French Righteous Among the Nations (1896–1976)

Marie-Laurence Quatrefages (18 October 1896 – 17 December 1976) was a French storekeeper and politician who is recognized as Righteous Among the Nations by Yad Vashem for hiding a Jewish man in her home during the Holocaust. Following the war, she served as the mayor of Saint-Jean-du-Bruel from 1947 until 1965.

== Biography ==
Marie-Laurence Quatrefages was born on 18 October 1896. She and her husband were storekeepers in the town of Saint-Jean-du-Bruel in southern France, and they had eleven children; their eldest son Urbain was a priest in a neighboring town. Quatrefages's husband died in 1942.

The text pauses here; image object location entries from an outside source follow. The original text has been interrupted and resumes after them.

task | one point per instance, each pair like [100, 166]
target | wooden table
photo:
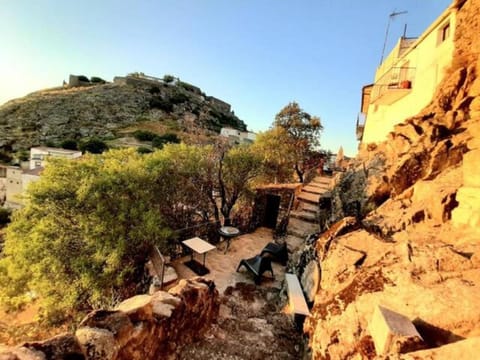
[200, 247]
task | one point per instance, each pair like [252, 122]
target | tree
[237, 167]
[84, 235]
[277, 155]
[303, 134]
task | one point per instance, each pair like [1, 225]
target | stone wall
[143, 327]
[286, 192]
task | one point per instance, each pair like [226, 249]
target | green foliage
[84, 234]
[302, 132]
[160, 140]
[83, 78]
[144, 150]
[157, 102]
[277, 154]
[188, 87]
[97, 80]
[94, 146]
[144, 135]
[5, 215]
[154, 90]
[168, 78]
[88, 225]
[23, 155]
[178, 98]
[5, 157]
[69, 144]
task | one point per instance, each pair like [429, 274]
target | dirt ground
[252, 323]
[223, 266]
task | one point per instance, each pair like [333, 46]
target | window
[443, 33]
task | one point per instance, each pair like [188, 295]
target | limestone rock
[58, 347]
[393, 332]
[311, 280]
[143, 327]
[97, 344]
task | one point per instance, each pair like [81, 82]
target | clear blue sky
[258, 55]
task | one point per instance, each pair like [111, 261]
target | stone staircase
[303, 220]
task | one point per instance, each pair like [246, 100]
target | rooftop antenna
[390, 18]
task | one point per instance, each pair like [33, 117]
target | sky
[257, 55]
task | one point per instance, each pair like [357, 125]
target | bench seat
[296, 298]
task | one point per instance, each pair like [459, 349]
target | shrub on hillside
[144, 150]
[178, 98]
[4, 216]
[144, 135]
[94, 146]
[69, 144]
[189, 87]
[168, 78]
[158, 103]
[160, 140]
[5, 158]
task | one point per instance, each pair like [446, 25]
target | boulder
[393, 332]
[311, 280]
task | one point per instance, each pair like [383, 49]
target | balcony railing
[360, 127]
[393, 85]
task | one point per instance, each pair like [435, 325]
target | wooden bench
[296, 299]
[165, 273]
[257, 266]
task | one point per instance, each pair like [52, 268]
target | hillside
[110, 110]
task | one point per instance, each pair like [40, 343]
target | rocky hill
[106, 110]
[404, 229]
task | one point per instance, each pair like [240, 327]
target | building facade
[406, 80]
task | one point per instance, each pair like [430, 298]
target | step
[308, 197]
[324, 180]
[300, 228]
[314, 189]
[311, 208]
[305, 216]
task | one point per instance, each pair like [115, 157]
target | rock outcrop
[143, 327]
[102, 110]
[415, 200]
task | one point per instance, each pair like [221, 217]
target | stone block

Following the German occupation of Vichy France in late 1942, Quatrefages became acquainted with Chaim Widerspan, a Polish Jew who had been living in France since 1937. Widerspan, along with his Catholic wife and their children, had been hiding in southern France since the 1940 invasion. When local militias formed in 1943, Quatrefages and her family agreed to hide Widerspan in a storeroom on the second-floor of their house. During the evenings, Widerspan would eat dinner with the Quatrefages family, and would take nightly walks in the front yard dressed in clerical robes, imitating Urbain. His wife, who lived in a nearby apartment and worked as a seamstress, would visit her husband in the Quatrefages home under the guise of work. He later joined the French Resistance. After the war, the Widerspans (gallicized as Vidersan) remained in close contact with the Quatrefages family.

In 1947, Quatrefages was elected mayor of Saint-Jean-du-Bruel, serving for three terms until 1965. During her tenure, she oversaw the construction of new water and sanitation systems, as well as the widening of roads. She died on 17 December 1976.

On 25 May 2011, Quatrefages was recognized as Righteous Among the Nations by Yad Vashem. The local school was named in dedication of her in 2019.